In addition, with the packaging bag filled with the contents cooled to 5°C, the packaging bag was allowed to fall freely from a height of 100 cm in a horizontal position so that the corners of the packaging bag did not hit the top surface of the concrete. The state of destruction in the packaging bag that fell onto the top surface of the bag was visually confirmed. In the drop bag resistance evaluation in Table 1, the "○" mark indicates the level at which no leakage of contents was observed due to destruction such as tearing of the non-thermal welded part or peeling of the heat-welded part, and the "x" mark indicates Indicates the level at which leakage of contents was observed due to destruction such as tearing of non-thermal welded parts or peeling of heat-welded parts.

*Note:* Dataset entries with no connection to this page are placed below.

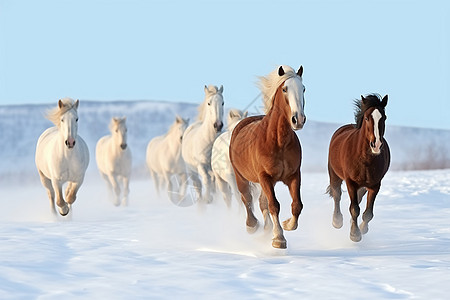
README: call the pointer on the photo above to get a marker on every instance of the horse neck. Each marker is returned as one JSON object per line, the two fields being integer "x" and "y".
{"x": 174, "y": 142}
{"x": 207, "y": 127}
{"x": 279, "y": 125}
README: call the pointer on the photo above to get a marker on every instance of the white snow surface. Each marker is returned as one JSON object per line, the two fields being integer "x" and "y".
{"x": 153, "y": 249}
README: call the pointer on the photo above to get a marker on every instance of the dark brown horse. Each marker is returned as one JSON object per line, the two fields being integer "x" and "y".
{"x": 265, "y": 150}
{"x": 360, "y": 155}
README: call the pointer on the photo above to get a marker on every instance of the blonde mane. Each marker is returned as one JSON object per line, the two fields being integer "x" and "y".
{"x": 54, "y": 114}
{"x": 116, "y": 122}
{"x": 210, "y": 91}
{"x": 270, "y": 83}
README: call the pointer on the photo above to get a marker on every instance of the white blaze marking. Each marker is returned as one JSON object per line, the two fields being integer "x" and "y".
{"x": 376, "y": 115}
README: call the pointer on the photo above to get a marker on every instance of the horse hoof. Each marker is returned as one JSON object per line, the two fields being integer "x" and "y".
{"x": 279, "y": 244}
{"x": 288, "y": 226}
{"x": 253, "y": 229}
{"x": 355, "y": 236}
{"x": 364, "y": 227}
{"x": 63, "y": 211}
{"x": 338, "y": 221}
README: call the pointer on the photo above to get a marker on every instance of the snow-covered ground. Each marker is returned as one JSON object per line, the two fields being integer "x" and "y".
{"x": 154, "y": 249}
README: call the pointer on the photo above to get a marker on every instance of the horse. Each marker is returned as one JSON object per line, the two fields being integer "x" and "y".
{"x": 62, "y": 156}
{"x": 113, "y": 156}
{"x": 265, "y": 149}
{"x": 199, "y": 138}
{"x": 220, "y": 158}
{"x": 163, "y": 157}
{"x": 360, "y": 155}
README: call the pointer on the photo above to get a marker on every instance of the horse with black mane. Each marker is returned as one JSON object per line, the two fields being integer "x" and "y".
{"x": 360, "y": 155}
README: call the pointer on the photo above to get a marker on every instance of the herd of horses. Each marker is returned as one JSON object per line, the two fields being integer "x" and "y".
{"x": 246, "y": 160}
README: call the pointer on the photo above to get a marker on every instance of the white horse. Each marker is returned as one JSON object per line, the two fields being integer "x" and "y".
{"x": 113, "y": 158}
{"x": 62, "y": 155}
{"x": 199, "y": 138}
{"x": 220, "y": 158}
{"x": 164, "y": 159}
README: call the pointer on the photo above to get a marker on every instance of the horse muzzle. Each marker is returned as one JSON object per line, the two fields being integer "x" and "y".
{"x": 218, "y": 126}
{"x": 376, "y": 147}
{"x": 70, "y": 143}
{"x": 296, "y": 122}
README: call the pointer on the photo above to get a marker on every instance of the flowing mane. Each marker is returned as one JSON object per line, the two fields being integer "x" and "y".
{"x": 209, "y": 91}
{"x": 269, "y": 84}
{"x": 372, "y": 100}
{"x": 55, "y": 114}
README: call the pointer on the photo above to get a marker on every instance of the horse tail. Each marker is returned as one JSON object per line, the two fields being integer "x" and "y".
{"x": 329, "y": 191}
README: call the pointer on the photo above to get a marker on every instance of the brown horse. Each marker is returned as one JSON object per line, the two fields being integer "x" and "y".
{"x": 360, "y": 155}
{"x": 265, "y": 150}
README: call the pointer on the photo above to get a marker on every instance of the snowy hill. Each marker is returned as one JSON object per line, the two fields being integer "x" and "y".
{"x": 21, "y": 125}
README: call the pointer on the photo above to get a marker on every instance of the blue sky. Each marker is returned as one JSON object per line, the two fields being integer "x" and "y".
{"x": 168, "y": 50}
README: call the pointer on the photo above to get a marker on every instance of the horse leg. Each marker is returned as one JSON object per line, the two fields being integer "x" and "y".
{"x": 278, "y": 240}
{"x": 126, "y": 190}
{"x": 71, "y": 192}
{"x": 246, "y": 196}
{"x": 206, "y": 181}
{"x": 361, "y": 192}
{"x": 115, "y": 187}
{"x": 225, "y": 190}
{"x": 355, "y": 233}
{"x": 63, "y": 208}
{"x": 297, "y": 205}
{"x": 368, "y": 213}
{"x": 264, "y": 206}
{"x": 335, "y": 191}
{"x": 47, "y": 183}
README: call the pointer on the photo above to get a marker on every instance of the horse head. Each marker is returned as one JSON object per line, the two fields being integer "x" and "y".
{"x": 294, "y": 94}
{"x": 374, "y": 121}
{"x": 119, "y": 130}
{"x": 234, "y": 116}
{"x": 213, "y": 110}
{"x": 68, "y": 121}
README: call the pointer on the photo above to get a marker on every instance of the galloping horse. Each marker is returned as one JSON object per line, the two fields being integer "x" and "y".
{"x": 265, "y": 150}
{"x": 62, "y": 155}
{"x": 113, "y": 158}
{"x": 164, "y": 159}
{"x": 360, "y": 155}
{"x": 199, "y": 138}
{"x": 220, "y": 158}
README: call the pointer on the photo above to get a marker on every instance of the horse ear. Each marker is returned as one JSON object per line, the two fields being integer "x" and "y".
{"x": 300, "y": 71}
{"x": 384, "y": 101}
{"x": 363, "y": 100}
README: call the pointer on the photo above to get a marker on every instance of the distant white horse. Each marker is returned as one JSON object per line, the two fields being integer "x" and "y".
{"x": 220, "y": 159}
{"x": 62, "y": 155}
{"x": 113, "y": 158}
{"x": 199, "y": 138}
{"x": 164, "y": 158}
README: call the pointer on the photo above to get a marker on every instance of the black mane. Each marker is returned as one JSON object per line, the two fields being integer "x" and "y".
{"x": 372, "y": 100}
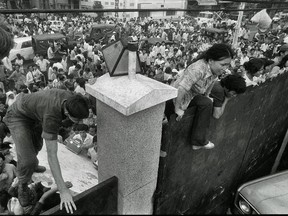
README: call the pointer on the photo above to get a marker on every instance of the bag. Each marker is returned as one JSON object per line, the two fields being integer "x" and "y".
{"x": 73, "y": 145}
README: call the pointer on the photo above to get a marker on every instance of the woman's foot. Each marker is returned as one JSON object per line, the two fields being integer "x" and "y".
{"x": 209, "y": 145}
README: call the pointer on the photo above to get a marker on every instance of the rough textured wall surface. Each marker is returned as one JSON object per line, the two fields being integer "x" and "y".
{"x": 247, "y": 139}
{"x": 98, "y": 200}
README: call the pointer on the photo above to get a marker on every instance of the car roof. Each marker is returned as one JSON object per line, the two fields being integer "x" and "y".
{"x": 269, "y": 195}
{"x": 48, "y": 36}
{"x": 22, "y": 39}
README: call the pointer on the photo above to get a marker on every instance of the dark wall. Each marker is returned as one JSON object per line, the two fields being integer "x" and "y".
{"x": 247, "y": 139}
{"x": 98, "y": 200}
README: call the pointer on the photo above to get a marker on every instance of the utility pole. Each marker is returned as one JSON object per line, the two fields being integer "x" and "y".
{"x": 239, "y": 20}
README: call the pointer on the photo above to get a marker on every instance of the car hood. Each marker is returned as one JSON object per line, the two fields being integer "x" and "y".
{"x": 268, "y": 195}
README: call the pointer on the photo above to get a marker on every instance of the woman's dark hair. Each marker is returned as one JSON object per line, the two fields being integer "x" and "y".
{"x": 283, "y": 61}
{"x": 81, "y": 81}
{"x": 234, "y": 83}
{"x": 253, "y": 65}
{"x": 217, "y": 52}
{"x": 83, "y": 127}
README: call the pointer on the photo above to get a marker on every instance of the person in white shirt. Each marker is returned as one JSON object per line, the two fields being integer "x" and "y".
{"x": 252, "y": 68}
{"x": 43, "y": 65}
{"x": 244, "y": 58}
{"x": 50, "y": 52}
{"x": 7, "y": 63}
{"x": 64, "y": 63}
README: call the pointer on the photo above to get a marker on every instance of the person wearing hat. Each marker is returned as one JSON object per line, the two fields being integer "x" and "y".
{"x": 34, "y": 117}
{"x": 282, "y": 52}
{"x": 5, "y": 150}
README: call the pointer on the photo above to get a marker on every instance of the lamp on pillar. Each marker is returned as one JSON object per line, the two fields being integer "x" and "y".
{"x": 130, "y": 114}
{"x": 117, "y": 57}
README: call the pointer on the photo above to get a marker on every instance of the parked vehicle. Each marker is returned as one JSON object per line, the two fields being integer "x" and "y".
{"x": 19, "y": 18}
{"x": 23, "y": 46}
{"x": 102, "y": 32}
{"x": 266, "y": 195}
{"x": 204, "y": 17}
{"x": 56, "y": 25}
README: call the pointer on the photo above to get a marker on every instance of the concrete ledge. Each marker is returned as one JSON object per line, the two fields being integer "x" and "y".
{"x": 129, "y": 96}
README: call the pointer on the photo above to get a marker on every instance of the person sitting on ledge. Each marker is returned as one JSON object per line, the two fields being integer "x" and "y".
{"x": 225, "y": 89}
{"x": 194, "y": 87}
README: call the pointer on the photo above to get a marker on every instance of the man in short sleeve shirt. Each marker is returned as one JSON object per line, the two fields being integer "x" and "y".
{"x": 25, "y": 118}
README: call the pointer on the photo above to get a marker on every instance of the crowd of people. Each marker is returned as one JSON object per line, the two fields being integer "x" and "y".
{"x": 206, "y": 69}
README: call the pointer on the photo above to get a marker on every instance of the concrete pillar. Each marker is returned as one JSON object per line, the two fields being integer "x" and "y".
{"x": 129, "y": 123}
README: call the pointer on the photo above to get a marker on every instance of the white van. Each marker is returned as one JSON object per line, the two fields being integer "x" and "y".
{"x": 19, "y": 18}
{"x": 204, "y": 17}
{"x": 23, "y": 46}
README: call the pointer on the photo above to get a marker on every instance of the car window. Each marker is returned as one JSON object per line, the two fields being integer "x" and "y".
{"x": 26, "y": 44}
{"x": 15, "y": 45}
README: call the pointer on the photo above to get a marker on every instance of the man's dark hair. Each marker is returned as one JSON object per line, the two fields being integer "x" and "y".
{"x": 234, "y": 83}
{"x": 78, "y": 106}
{"x": 2, "y": 156}
{"x": 78, "y": 66}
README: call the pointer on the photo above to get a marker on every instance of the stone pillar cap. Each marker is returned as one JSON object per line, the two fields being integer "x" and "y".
{"x": 129, "y": 96}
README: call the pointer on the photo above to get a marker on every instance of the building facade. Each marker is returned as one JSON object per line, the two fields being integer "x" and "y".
{"x": 145, "y": 4}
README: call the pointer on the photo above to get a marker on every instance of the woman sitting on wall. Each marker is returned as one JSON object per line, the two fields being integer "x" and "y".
{"x": 194, "y": 87}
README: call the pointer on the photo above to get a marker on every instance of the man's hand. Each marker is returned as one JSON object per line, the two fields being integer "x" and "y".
{"x": 67, "y": 200}
{"x": 179, "y": 117}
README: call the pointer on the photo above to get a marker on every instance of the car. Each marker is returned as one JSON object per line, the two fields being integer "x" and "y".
{"x": 23, "y": 46}
{"x": 266, "y": 195}
{"x": 40, "y": 43}
{"x": 102, "y": 32}
{"x": 276, "y": 18}
{"x": 56, "y": 25}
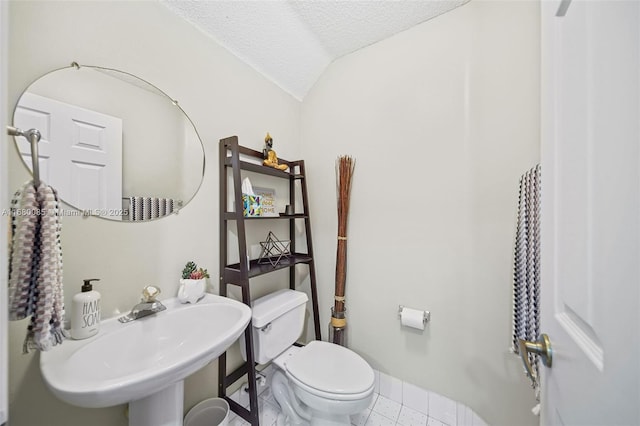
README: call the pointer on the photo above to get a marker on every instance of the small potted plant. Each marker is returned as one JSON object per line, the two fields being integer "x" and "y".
{"x": 193, "y": 283}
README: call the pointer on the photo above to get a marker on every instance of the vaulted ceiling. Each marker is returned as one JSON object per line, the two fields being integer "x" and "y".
{"x": 292, "y": 42}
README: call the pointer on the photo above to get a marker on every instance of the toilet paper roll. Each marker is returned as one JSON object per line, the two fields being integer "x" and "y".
{"x": 412, "y": 318}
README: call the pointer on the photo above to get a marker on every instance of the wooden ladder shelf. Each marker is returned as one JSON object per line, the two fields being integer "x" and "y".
{"x": 240, "y": 273}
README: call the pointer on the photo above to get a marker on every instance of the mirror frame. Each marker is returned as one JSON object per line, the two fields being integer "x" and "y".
{"x": 134, "y": 78}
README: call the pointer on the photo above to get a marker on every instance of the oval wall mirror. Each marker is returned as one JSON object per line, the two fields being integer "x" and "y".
{"x": 113, "y": 145}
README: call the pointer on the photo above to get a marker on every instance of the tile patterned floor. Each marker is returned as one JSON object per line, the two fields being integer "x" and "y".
{"x": 382, "y": 411}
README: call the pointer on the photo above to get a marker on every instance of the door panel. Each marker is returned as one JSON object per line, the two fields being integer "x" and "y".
{"x": 87, "y": 169}
{"x": 591, "y": 212}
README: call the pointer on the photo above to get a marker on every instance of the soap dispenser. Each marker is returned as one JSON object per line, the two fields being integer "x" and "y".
{"x": 85, "y": 312}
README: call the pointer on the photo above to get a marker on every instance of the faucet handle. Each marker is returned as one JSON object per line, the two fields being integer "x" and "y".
{"x": 149, "y": 293}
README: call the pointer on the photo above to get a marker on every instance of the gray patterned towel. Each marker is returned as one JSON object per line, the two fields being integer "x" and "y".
{"x": 35, "y": 266}
{"x": 526, "y": 270}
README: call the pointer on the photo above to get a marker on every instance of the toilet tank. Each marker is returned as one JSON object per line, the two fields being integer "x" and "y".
{"x": 277, "y": 320}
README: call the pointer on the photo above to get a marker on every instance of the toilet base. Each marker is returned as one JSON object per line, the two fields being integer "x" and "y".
{"x": 326, "y": 419}
{"x": 296, "y": 406}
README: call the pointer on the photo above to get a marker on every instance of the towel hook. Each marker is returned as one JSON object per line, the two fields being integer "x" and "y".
{"x": 33, "y": 136}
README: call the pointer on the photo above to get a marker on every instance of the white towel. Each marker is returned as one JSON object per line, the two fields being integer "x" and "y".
{"x": 35, "y": 275}
{"x": 526, "y": 270}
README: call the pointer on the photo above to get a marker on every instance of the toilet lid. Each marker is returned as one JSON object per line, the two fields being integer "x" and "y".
{"x": 331, "y": 368}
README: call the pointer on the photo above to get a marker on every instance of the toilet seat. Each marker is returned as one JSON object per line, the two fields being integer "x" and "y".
{"x": 330, "y": 371}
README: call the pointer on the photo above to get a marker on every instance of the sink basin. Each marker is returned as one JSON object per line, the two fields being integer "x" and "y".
{"x": 132, "y": 361}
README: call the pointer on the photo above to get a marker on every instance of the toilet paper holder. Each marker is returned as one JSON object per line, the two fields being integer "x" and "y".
{"x": 426, "y": 315}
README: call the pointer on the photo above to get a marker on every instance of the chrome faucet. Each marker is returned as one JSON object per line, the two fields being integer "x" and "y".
{"x": 148, "y": 305}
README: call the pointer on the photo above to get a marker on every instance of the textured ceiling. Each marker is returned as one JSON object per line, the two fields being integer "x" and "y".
{"x": 292, "y": 42}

As shown in Table 1, in all of Examples 1 to 3, it was observed that the maximum impact energy was 0.45 J or more, and the mode of failure was penetration. That is, it was confirmed that Condition 1 and Condition 2 were satisfied in the non-thermal welded portion of the packaging bag after sterilization. On the other hand, in both Comparative Example 1 and Comparative Example 2, the energy at maximum impact force was less than 0.45 J, and it was recognized that the mode of failure was tearing.

Further, in all of Examples 1 to 3, the maximum peel strength was found to be 28 N/15 mm or more. Further, in all of Examples 1 to 3, the peel strength ratio was found to be 0.3 or more. That is, even after the maximum value of peel strength was observed in the welded part of the packaging bag after sterilization treatment, a peel strength equivalent to 30% of the maximum value was obtained, and under the above condition 3 or condition 4 was found to be satisfied. On the other hand, in both Comparative Example 1 and Comparative Example 2, although the maximum value of peel strength is 28 N/15 mm or more, the peel strength ratio is less than 0.3, and the maximum value of peel strength After this was recognized, it was recognized that almost no peel strength could be obtained.

In both Examples 1 to 3 and Comparative Examples 1 and 2, it was found that no delamination occurred in the evaluation of appearance. On the other hand, in the drop bag resistance evaluation, no leakage of the contents was observed in any of Examples 1 to 3, but in Comparative Examples 1 and 2, tearing of non-thermal welded parts and cracking of heat-welded parts were observed. Leakage of contents was observed due to damage such as peeling.

As described above, according to the embodiment described above, the effects described below can be obtained.
(1) Since the non-thermal welded portion of the laminated film satisfies Conditions 1 and 2, it is possible to improve resistance to dropped bags after sterilization treatment. In particular, the occurrence of delamination can be sufficiently suppressed even in packaging applications containing contents containing volatile substances.

(2) Since the heat-welded portion of the packaging bag satisfies Condition 3 or Condition 4, it is possible to improve resistance to falling bags after sterilization treatment. In particular, the occurrence of delamination can be sufficiently suppressed even in packaging applications containing contents containing volatile substances.

(3) When the grafting rate of modified PP is 0.1% by mass or more, sufficient adhesive strength can be obtained, and delamination after sterilization treatment can be suppressed.
(4) When the grafting rate of the modified PP is 1% by mass or less, it is also possible to stabilize the resin properties of the modified PP.

(5) Since a dry laminating adhesive such as a two-component urethane curing type is not used, curing time for the adhesive is not required, and the time required to manufacture the laminated film can be shortened.

(6) The film wound near the winding core is prevented from being tightly wound due to heat, and the deterioration of the properties of the laminated film due to the tight winding is also suppressed.
(7) If the adhesive layer 12 is formed by extrusion, no organic solvent is used to form the adhesive layer 12, so it is possible to provide a laminated film with excellent safety and environmental compatibility.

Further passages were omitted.